Tal día como hoy pero en el año 2007 llegó a mi hogar una bolita tan pequeña que la ponía entre mi muñeca y el codo... y aún se me veía parte del brazo. Tenía dos meses y era de un precioso color (blanco y oro). Casi enseguida y en cuanto tomó posesión de la que iba a ser su casa, demostró que tenía carácter, mucho carácter. Se llama Tara (como la emblemática casa de "Lo que el viento se llevó") y es una shih-tzu de puro pedigrí.

Ese día había ido a la tienda a comprar pienso para mi gato Plasty y cuando ya me iba ví una jaula apartada del resto y con una diminuta perrita dentro; pregunté a la chica que qué le pasaba, que si estaba enferma; me dijo que no... que es que se la iban a llevar para criar... Me señaló otra jaula donde había cuatro cachorros más, pero esta vez blancos y negros todos. La dependienta me contó que era la única de la camada que había nacido con esos preciosos colores (blanco-oro). ¿A criar con dos meses?. Supongo que pasaría "algo" entre medias, algo que no quiero saber...

El caso es que por primera (y supongo que última) vez en mi vida compré un perro. Y que conste que soy contraria por completo a la comercialización de los animales... pero Tara fue mi excepción.

En mayo cumplió diez años de edad (diez años ya) y hoy cumple la decena en mi/su casa. Sigue siendo una cachorrita con un endiablado carácter a veces, pero también muy muy cariñosa... cuando le da la real gana. Tendría que llamar al encantador de perros...

El otro día y es solamente un detalle entre muchísimos, me dolía terriblemente la cabeza (como últimamente no, más, mucho más) y terminé tirándome literalmente en la cama (a las seis de la tarde), porque ya no sabía qué hacer ni dónde meterme. Me cogí la cara con las dos manos y luché para no echarme a llorar porque el dolor sería entonces más insoportable. De pronto noté que algo empujaba tratando de separarme las manos, aflojé y vi el hocico de Tara intentando llegar a mi rostro. Cuando me tuvo "a tiro", me lamió, me dio besitos... Todavía no sé como no me rompí del todo. Esa es mi Tara.
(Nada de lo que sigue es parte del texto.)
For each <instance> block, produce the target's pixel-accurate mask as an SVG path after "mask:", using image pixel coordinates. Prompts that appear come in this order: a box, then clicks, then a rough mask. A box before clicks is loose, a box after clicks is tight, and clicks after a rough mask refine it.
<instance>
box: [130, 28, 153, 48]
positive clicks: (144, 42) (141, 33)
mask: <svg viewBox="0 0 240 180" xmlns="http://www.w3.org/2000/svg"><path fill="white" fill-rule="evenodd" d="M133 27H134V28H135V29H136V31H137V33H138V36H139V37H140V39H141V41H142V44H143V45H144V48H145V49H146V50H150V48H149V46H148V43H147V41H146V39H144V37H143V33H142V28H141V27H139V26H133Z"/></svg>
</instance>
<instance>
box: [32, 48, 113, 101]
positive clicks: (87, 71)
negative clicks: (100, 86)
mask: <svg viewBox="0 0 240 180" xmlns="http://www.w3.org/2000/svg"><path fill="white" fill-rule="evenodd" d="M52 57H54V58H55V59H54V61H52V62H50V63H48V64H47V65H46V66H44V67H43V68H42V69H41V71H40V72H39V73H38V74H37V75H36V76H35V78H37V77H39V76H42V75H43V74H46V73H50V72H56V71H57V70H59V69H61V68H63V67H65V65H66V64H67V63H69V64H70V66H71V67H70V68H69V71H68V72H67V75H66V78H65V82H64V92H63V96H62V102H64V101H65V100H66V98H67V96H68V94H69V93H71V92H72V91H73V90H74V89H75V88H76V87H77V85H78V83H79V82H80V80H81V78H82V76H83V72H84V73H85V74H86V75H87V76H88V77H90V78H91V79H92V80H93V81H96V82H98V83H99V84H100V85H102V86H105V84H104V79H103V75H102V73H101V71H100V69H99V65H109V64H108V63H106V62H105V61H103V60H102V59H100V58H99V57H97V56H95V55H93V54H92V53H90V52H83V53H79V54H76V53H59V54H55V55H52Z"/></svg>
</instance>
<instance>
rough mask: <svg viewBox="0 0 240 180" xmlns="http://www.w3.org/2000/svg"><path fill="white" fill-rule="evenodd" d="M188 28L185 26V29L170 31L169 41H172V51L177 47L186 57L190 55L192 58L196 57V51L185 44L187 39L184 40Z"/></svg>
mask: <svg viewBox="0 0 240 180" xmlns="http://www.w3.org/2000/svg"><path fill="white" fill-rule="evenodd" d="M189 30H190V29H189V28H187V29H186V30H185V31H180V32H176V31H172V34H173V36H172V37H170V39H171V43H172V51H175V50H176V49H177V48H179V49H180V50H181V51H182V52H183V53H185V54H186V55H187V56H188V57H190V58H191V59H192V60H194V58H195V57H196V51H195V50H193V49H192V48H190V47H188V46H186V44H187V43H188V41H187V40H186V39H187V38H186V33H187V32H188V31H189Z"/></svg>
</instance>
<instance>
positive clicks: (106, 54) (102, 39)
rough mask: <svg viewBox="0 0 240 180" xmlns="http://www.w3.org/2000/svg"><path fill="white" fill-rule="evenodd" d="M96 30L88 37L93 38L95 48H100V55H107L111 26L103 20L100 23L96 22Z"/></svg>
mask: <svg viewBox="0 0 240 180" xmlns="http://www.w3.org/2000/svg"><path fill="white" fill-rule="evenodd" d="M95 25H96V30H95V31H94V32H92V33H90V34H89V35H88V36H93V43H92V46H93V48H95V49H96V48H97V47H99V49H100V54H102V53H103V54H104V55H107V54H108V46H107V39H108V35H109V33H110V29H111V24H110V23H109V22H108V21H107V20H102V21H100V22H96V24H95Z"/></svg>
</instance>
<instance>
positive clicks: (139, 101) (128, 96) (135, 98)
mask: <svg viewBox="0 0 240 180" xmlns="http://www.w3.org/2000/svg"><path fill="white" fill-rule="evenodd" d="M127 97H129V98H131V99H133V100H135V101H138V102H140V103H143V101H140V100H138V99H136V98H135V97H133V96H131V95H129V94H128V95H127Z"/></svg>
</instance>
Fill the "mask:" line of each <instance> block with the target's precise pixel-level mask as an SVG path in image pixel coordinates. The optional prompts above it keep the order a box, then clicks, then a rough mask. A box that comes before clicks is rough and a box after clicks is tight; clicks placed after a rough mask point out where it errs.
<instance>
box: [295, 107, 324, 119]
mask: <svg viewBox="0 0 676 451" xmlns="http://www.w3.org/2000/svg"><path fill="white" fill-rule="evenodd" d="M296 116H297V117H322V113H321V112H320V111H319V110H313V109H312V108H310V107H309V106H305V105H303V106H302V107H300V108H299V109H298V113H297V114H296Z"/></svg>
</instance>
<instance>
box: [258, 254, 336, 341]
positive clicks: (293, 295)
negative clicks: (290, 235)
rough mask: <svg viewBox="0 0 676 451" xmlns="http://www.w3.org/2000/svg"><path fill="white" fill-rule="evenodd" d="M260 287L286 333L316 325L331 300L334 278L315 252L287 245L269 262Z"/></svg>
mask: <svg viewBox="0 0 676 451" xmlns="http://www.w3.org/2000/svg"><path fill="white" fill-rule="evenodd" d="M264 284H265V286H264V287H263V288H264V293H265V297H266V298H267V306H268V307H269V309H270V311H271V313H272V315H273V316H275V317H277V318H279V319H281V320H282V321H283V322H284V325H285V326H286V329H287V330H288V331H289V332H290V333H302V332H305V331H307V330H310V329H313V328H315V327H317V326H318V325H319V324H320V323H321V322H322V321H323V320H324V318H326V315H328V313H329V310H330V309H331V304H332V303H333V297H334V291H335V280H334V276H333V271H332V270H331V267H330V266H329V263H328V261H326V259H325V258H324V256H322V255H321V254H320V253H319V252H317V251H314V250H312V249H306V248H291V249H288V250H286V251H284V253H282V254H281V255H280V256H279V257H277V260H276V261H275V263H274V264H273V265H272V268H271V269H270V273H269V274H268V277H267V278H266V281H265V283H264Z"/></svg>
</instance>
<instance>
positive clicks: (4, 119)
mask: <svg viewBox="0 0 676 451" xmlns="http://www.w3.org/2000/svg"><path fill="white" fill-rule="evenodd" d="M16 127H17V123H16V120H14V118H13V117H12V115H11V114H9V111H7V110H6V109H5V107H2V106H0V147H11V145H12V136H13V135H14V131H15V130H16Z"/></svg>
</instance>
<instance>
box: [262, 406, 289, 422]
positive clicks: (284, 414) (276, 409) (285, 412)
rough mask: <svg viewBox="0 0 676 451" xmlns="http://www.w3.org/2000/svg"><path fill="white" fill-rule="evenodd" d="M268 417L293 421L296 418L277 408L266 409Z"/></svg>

Y tal día como hoy 1 de agosto... me operaron de cáncer, así que hoy cumplo seis años con mi nueva vida, con mi segunda oportunidad. Diez años. Y lo recuerdo 'todo con tanta claridad como si hubiera ocurrido la semana pasada. ¡Cuánto miedo se pasa!.

No quiero pensar en aquel día en cuanto al cáncer, ni en todo lo que sucedió después... ni en las personas que llenaron algunos huecos... Es mi día en todos los sentidos: con Tara, con mi supervivencia. Eso es lo importante, lo verdaderamente importante; el resto... minucias.

Así que voy a abrir una maravillosa lata de foie-gras para mis dos incondicionales amores y para mí... pensaré qué capricho me doy.

Felicidades a quienes luchan día tras día contra el enemigo real: el cáncer.